Thursday, April 08, 2010

Baby boom narrative flawed

If you examine this chart of US birthrates created by Calculated Risk based on data from the US NCHS, you should notice that there was a spike in the rate during the WWII years; it goes up between 1939 and 1943, then drops again briefly before beginning the surge frequently referred to as the “baby boom”. A lot of press and marketing have been generated hyping the “baby boom”. This data calls into question the whole “Boomer” narrative…given that the surge in births started 10 years before the approximate start of the “baby boom”.


Anonymous said...

Thanks for posting this chart. If there really was a surge in births, it was very short - pretty much just in 1946 and 1947, attributable no doubt to returning soldiers. Otherwise the Baby Boom was just a continuation of a trend that had started years earlier. And not a steady continuation either; I'll bet most people don't realize that births stayed steady or even declined from 1948 until 1952.


Christopher said...

The dating of historical periods is rarely ever accurate. Likely, the baby boomer generation is dated to when the term 'baby boom' entered the public conscious rather than when the trend actually started.

Phil said...

Try applying some smoothing to the graph, to get clear long-term trends. What's the result of a 5-year moving average? 10-year? etc?

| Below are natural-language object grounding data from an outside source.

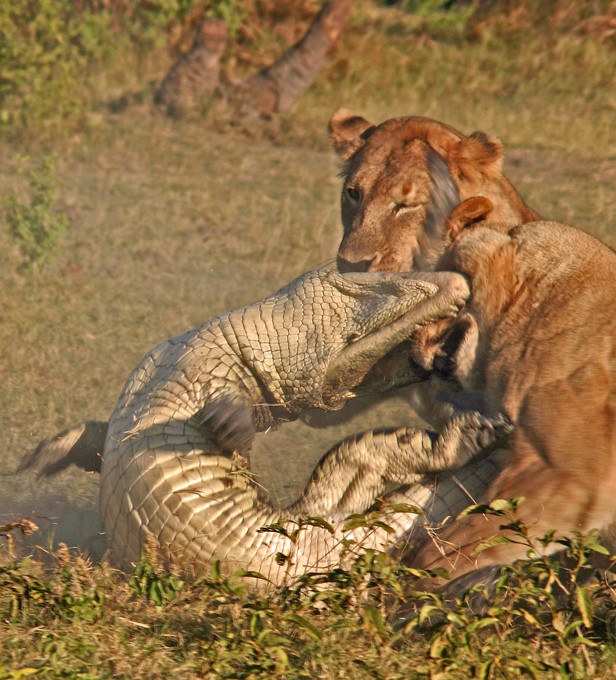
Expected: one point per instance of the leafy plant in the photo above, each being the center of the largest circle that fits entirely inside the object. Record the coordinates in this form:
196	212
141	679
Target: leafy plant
36	224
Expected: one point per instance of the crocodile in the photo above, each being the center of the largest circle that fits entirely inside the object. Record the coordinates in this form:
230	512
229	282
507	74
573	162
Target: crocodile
176	462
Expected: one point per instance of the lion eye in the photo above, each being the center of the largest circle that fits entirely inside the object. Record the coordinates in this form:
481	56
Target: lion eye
352	194
403	207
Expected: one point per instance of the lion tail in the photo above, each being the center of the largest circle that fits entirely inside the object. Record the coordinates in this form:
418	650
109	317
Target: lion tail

Counting every dip and spike in the graph is not good statistical analysis.

Scott said...

Christopher, you are correct in that identifying distinct pivotal dates in history is an exercise in assumptions and opinions. This is certainly relevant to the concept of the US "baby boom". The chart I posted made me rethink my assumptions about this subject; I think now that I will look at discussions of the "baby boom" differently.